Soy una persona curiosa, y las cosas que no conozco, incluso las negativas, que preferiría no conocer, me intrigan; los sismos no son la excepción. Hasta la fecha, me pregunto cómo reaccionaría, y como debería reaccionar ante un sismo. A pesar de la reiteratibilidad del fenómeno, y de haber experimentado algunos, baladís en su mayoría, viví el sismo del 2017, que nadie se atrevería a tachar de insignificante, aunque no recuerdo mucho sobre lo que hice o no ese día.

La cosa sucedió así. Estaba, como de costumbre, jugando con mis piernas, que a veces me resulta el paroxismo de la incomodidad y de la energía: nunca están a gusto y siempre tienen que estar cambiando de posición. Bueno, como les decía, estaba jugando con mis piernas: cambiándolas de lado, moviéndolas, subiendo y bajándolas, tocándolas, subiéndolas al asiento de mi compañera de adelante. Mientras realizaba este último acto, sonó la alerta sísmica. 

Cómo es que “desatoré” mis piernas del asiento de adelante sigue siendo un misterio para mí. Al día siguiente, mi compañera de enfrente, al compartir nuestras experiencias sobre el sismo, habría de declarar, para mi mala fama, que, acostumbrada como estaba a que yo jugara con su banca, en un primer momento pensó que yo era el que estaba moviendo la banca, aunque esta vez, menos recatadamente, y con más fuerza, hasta que se percató de que estaba temblando. Salimos como pudimos a los pasillos, dirigiéndonos al patio, mientras los ventanales de los salones se estremecían de atrás para adelante, coordinándose para realizar una pieza musical, cuantimás tétrica, digna de película de terror. 

No obstante, y aunque no pensábamos que fuera realidad, o que fuera de utilidad, la escuela nos había informado tiempo atrás que durante las vacaciones habían mandado poner marcos de plástico o algo del estilo, a manera de película protectora para evitar que los fragmentos de las ventanas cayeran sobre nuestras cabezas. En su momento, cuando nos revelaron este gasto, creímos que era un intento por desviar recursos o justificarlos: inocentes niños, acostumbrados a condiciones negligentes, nunca creímos hacer uso de esta novedosa y aparentemente costosa película. Afortunadamente para ambas partes, autoridades y alumnos, resultó ser de bastante utilidad la tecnología. 

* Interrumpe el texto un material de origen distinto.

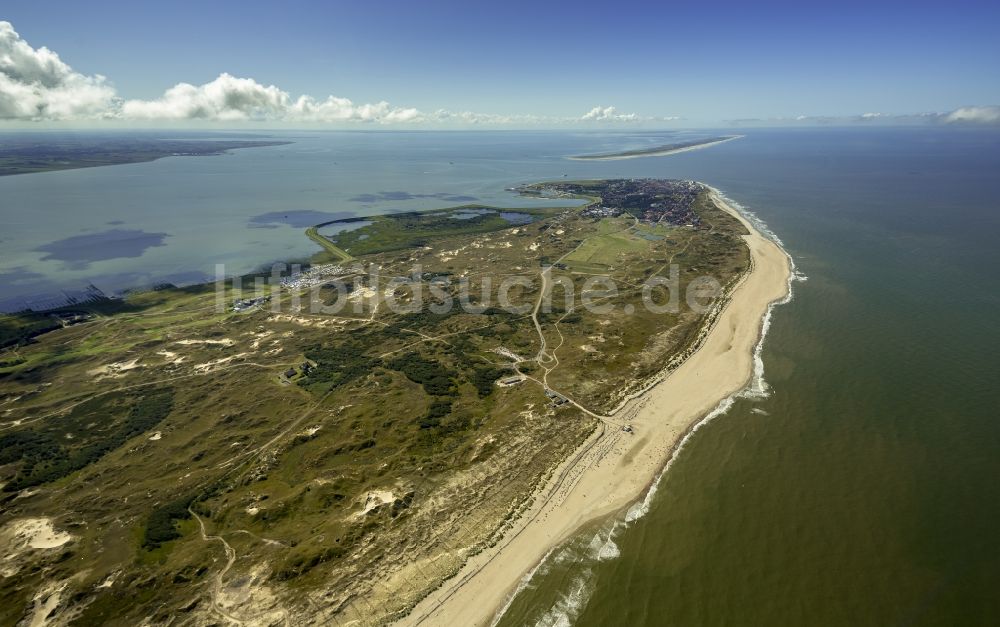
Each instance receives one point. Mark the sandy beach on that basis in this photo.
(653, 153)
(615, 469)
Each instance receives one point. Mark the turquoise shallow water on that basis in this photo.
(862, 491)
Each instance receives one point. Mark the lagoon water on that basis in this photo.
(863, 490)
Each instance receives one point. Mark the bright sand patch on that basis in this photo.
(612, 478)
(18, 536)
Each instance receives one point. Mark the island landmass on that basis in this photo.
(163, 456)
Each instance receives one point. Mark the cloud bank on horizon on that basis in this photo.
(37, 85)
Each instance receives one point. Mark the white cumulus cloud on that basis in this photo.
(35, 84)
(608, 114)
(228, 98)
(974, 115)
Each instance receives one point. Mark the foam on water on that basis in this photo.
(602, 546)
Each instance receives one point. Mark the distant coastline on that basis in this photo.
(610, 479)
(28, 156)
(657, 151)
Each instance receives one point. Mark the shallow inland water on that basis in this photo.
(863, 490)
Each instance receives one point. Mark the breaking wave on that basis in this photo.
(602, 545)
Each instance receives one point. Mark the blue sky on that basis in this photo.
(703, 62)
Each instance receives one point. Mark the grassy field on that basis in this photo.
(342, 464)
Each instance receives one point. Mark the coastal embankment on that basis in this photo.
(615, 469)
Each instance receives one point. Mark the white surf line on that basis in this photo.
(655, 153)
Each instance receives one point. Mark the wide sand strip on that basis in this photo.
(615, 469)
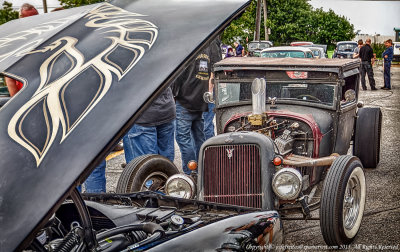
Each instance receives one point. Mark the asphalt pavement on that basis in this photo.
(380, 228)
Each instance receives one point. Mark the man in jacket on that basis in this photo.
(366, 55)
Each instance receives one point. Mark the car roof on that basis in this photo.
(286, 48)
(346, 42)
(341, 66)
(86, 79)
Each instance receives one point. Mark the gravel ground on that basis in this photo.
(380, 229)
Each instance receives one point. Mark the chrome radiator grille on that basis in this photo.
(232, 175)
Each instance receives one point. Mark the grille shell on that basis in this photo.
(232, 174)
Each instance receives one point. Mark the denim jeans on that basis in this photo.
(366, 68)
(96, 182)
(386, 74)
(189, 134)
(208, 121)
(141, 140)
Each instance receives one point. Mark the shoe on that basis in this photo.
(118, 147)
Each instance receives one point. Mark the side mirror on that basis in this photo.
(350, 95)
(208, 97)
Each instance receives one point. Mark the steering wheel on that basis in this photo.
(308, 98)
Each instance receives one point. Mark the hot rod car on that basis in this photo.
(292, 138)
(88, 73)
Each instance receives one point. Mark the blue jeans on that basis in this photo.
(208, 121)
(386, 74)
(189, 134)
(96, 182)
(141, 140)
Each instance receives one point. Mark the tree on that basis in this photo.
(76, 3)
(7, 13)
(293, 20)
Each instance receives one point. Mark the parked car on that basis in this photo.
(88, 77)
(285, 127)
(255, 47)
(301, 43)
(227, 51)
(344, 49)
(286, 52)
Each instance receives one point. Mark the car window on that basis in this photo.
(283, 54)
(347, 47)
(233, 93)
(309, 55)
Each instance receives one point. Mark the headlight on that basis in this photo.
(180, 186)
(287, 183)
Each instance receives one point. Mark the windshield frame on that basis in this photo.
(332, 106)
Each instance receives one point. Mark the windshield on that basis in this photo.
(347, 47)
(285, 54)
(233, 93)
(254, 46)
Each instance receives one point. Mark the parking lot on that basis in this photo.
(380, 230)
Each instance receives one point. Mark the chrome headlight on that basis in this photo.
(287, 183)
(180, 186)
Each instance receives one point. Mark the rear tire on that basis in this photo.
(342, 201)
(146, 173)
(368, 136)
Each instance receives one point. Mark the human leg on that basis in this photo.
(363, 72)
(96, 182)
(184, 136)
(198, 133)
(370, 73)
(386, 75)
(208, 121)
(165, 140)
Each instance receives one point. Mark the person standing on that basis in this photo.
(13, 85)
(209, 116)
(366, 55)
(387, 56)
(188, 90)
(356, 53)
(239, 49)
(153, 132)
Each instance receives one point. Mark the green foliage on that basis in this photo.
(76, 3)
(293, 20)
(7, 13)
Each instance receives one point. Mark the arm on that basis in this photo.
(11, 85)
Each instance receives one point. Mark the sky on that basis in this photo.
(370, 17)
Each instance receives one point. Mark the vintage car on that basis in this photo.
(344, 49)
(292, 138)
(256, 46)
(287, 52)
(82, 68)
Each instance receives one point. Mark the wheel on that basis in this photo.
(368, 136)
(342, 201)
(146, 173)
(308, 98)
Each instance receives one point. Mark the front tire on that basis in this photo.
(146, 173)
(342, 201)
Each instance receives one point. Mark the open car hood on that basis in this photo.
(88, 72)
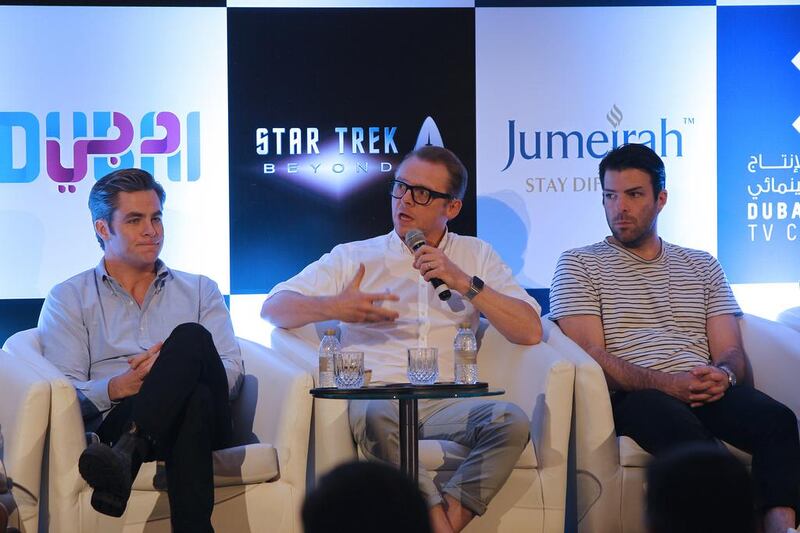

Una vez en el patio, todos nos reunimos alrededor del punto en caso de sismo. Nadie tenía señal y todos querían contactarse con sus padres, hermanos, novias, novios, o simplemente con el exterior para saber qué estaba pasando. Los sollozos, algunos incluso llegando a los berridos no se hicieron esperar. Yo estaba bastante tranquilo: pecando de introspección, mi mecanismo de defensa, quizá de represión, a diferencia del grueso de la población, que es la negación, es su contraparte, la aceptación inmediata: lo que tenga que pasar va a pasar o va a pasar y no puedo hacer nada para evitarlo. 

Me senté a esperar a mi papá, que no hizo excepciones, y llegó, como de costumbre, tarde por mí, alegando, igual que en las ocasiones en que se rebajaba a darme explicaciones, tránsito, lo cual no deja de ser verdadero, pero viniendo de él, no podía sino ser muy dudoso. 

Como la ciudad estaba paralizada, caminamos por la zona circundante buscando qué comer. Llegamos a una plaza en donde algunos de los restaurantes regalaban la comida, que muy probablemente no venderían en mucho tiempo, la cual era más bien pasable, sin demeritar su labor altruista. Hicimos tiempo para que la ciudad se desazolvara del tránsito, y nos dirigimos a mi casa, donde encontramos a mi mamá. 

En conclusión, y en concordancia con la intención de esta narración, espero que haya logrado transmitir que este día fue uno más para mí, afortunadamente. No perdí a nadie, ni perdí la vida; llegaron tarde por mí, comí, y regresé a mi casa, sin mayores afectaciones. Sin embargo, resulta significativa la experiencia porque aprendí cómo me desenvolvería en un sismo de magnitudes similares.